Während die E3+3 und Iran sich einen Monat vor Ablauf der Deadline einer schwierigen Entwurfsphase der Atomverhandlungen nähern, gibt es für Europa Möglichkeiten, auf diplomatischem Weg zum Erfolg zu kommen. Dabei bringt ein Atomabkommen nicht nur Europas Nichtverbreitungs-Interessen voran. Es vermeidet auch militärische Eskalation und könnte neue Wege für einen Dialog bezüglich der regionalen Sicherheit mit dem Iran schaffen.
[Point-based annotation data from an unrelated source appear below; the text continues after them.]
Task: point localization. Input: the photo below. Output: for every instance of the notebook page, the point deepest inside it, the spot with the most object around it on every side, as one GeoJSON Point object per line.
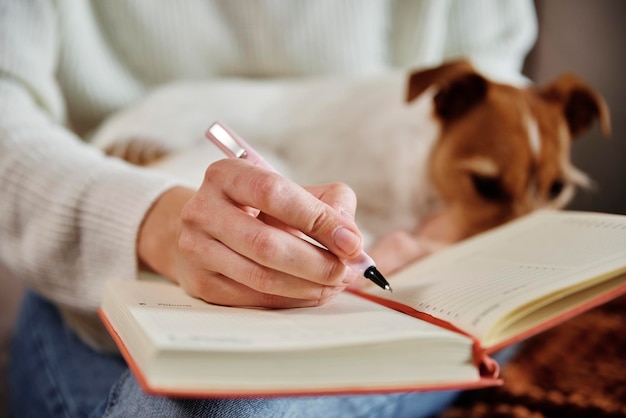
{"type": "Point", "coordinates": [174, 320]}
{"type": "Point", "coordinates": [475, 283]}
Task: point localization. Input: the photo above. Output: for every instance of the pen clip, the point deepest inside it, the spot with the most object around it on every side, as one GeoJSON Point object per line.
{"type": "Point", "coordinates": [226, 141]}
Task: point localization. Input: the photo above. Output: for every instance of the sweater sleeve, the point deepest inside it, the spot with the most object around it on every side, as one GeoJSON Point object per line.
{"type": "Point", "coordinates": [69, 216]}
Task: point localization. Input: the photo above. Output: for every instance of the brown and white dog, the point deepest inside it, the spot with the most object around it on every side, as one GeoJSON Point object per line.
{"type": "Point", "coordinates": [440, 158]}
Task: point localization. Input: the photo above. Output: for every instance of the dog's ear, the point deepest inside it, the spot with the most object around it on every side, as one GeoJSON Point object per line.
{"type": "Point", "coordinates": [419, 81]}
{"type": "Point", "coordinates": [581, 104]}
{"type": "Point", "coordinates": [459, 87]}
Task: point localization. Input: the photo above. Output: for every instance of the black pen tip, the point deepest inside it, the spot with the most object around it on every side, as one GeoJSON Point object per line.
{"type": "Point", "coordinates": [376, 276]}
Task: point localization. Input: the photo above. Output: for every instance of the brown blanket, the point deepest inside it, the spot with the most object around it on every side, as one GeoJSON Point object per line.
{"type": "Point", "coordinates": [577, 369]}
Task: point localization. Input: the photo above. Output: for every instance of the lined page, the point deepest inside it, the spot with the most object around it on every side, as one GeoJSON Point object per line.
{"type": "Point", "coordinates": [174, 320]}
{"type": "Point", "coordinates": [476, 283]}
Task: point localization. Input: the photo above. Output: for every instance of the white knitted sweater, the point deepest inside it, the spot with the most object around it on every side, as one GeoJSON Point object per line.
{"type": "Point", "coordinates": [69, 216]}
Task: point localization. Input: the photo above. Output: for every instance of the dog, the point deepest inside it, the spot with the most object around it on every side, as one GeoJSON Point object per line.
{"type": "Point", "coordinates": [434, 156]}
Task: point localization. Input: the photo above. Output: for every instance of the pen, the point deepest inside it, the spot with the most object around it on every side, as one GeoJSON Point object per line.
{"type": "Point", "coordinates": [235, 147]}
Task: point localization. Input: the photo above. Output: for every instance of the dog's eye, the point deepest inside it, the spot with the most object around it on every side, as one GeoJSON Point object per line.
{"type": "Point", "coordinates": [488, 188]}
{"type": "Point", "coordinates": [556, 188]}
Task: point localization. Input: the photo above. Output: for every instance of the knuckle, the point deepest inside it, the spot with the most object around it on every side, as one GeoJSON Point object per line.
{"type": "Point", "coordinates": [264, 246]}
{"type": "Point", "coordinates": [186, 243]}
{"type": "Point", "coordinates": [318, 223]}
{"type": "Point", "coordinates": [260, 279]}
{"type": "Point", "coordinates": [266, 187]}
{"type": "Point", "coordinates": [332, 273]}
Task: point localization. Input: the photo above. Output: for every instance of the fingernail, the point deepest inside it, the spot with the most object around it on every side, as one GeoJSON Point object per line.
{"type": "Point", "coordinates": [346, 214]}
{"type": "Point", "coordinates": [346, 240]}
{"type": "Point", "coordinates": [349, 277]}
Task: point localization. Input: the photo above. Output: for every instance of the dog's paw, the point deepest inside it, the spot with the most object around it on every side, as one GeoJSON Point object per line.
{"type": "Point", "coordinates": [137, 151]}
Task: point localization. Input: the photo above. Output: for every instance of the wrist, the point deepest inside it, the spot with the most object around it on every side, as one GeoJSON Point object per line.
{"type": "Point", "coordinates": [158, 234]}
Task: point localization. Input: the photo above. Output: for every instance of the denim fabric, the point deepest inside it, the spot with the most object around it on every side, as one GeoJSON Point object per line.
{"type": "Point", "coordinates": [53, 374]}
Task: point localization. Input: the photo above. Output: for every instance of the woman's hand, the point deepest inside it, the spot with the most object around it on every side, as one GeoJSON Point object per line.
{"type": "Point", "coordinates": [236, 240]}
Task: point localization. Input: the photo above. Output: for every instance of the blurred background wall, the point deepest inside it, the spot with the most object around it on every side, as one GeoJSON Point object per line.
{"type": "Point", "coordinates": [589, 39]}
Ellie Geranmayeh zeigt vier Szenarien zur Zukunft der Atomgespräche auf:

  • Es wird bis zum Ablauf der vorläufigen Deadline am 20. Juli eine Einigung erzielt
  • Der Übergangs-Deal wird um weitere 6 Monate verlängert
  • Der U.S. Kongress verhindert die Umsetzung eines endgültigen Abkommens
  • Die Verhandlungen scheitern

Sollte eine Vereinbarung getroffen werden, könnten die Europäer eine wichtige Rolle bei deren Umsetzung spielen. In dem wahrscheinlicheren Fall, dass der Übergangs-Deal verlängert wird, müsste Europa Teheran wirtschaftliche Beihilfe im Austausch für die Fortsetzung der dem Iran auferlegten Beschränkungen seines Atomprogramms bieten. Gleichzeitig befürwortet Geranmayeh die Entwicklung eines europäischen Plans zur Schadensbegrenzung um möglichen Behinderungen der Verhandlungen durch iranische Hardliner im Majilis und im Kongress, entgegenzuwirken. Sollte die U.S.-Gesetzgebung das Weiße Haus an der Umsetzung eines endgültigen Abkommens hindern, muss Europa sich an seinen eigenen Interessen orientieren anstatt einem obstruktiven Kongress blind zu folgen. Verpflichtet sich Teheran weiterhin, diplomatische Mittel und eingegangene Vereinbarungen einzuhalten, sollte Europa einen Schritt weiter gehen als die USA  und die Verhandlungen durch die Lockerung einseitiger Sanktionen retten. In diesem Fall müssten europäische Unternehmen vor den sekundären Auswirkungen der U.S.-Sanktionen geschützt werden.